The relatively mild winter has resulted in considerable savings for the Starke County Highway Department. The nine winter events recorded last month cost slightly more than $50,000, according to information highway superintendent Rik Ritzler shared with the county commissioners this week. That figure includes money spent on diesel fuel, salt, sand and employee overtime. Last January the county spent more than $86,000, and two years ago January winter operations cost more than $130,000. The savings will be invested in road maintenance.
Ritzler says the highway department is also taking a more scientific approach to treating pavement. The successful use of salt is related to the timing and type of event and the pavement temperature. The Starke County Highway Department uses pavement sensors and prioritizes plow and salt/sand routes to emphasize bus routes and main roads to businesses. Employees have also gotten more training as to how, when and where materials should be applied.

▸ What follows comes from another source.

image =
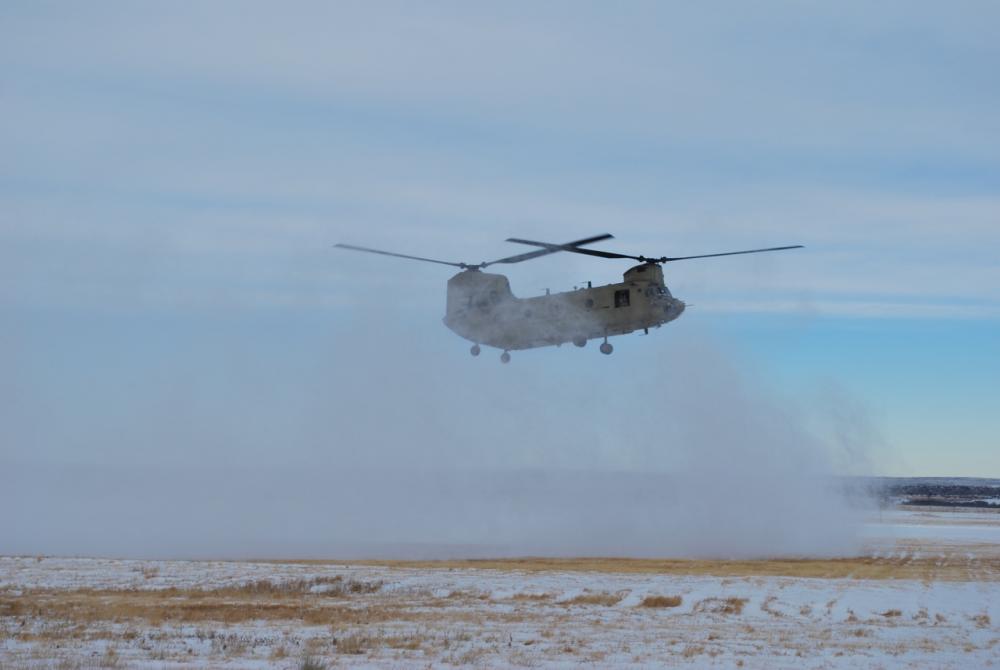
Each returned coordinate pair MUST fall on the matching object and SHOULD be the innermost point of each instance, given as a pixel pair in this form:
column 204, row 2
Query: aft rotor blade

Ritzler says the highway department applied a salt brine solution to county roadways for the first time in their history on Jan. 21st. It’s a solution that’s used to prevent the formation of ice. A small amount of brine was applied to three sections of roadway to test its effectiveness. Ritzler says the brined roads were easier to clear to bare pavement than untreated roads of a similar type. The operation will be expanded to include Range Road between State Roads 8 and 10 and Toto Road from 800 West to 700 East the next time conditions are favorable for brine application. Ritzler also hopes to apply the solution around Bass and Koontz Lakes. He says resources will not allow the application of brine to all county roads. However he hopes it will decrease the potential for accidents on heavily traveled areas.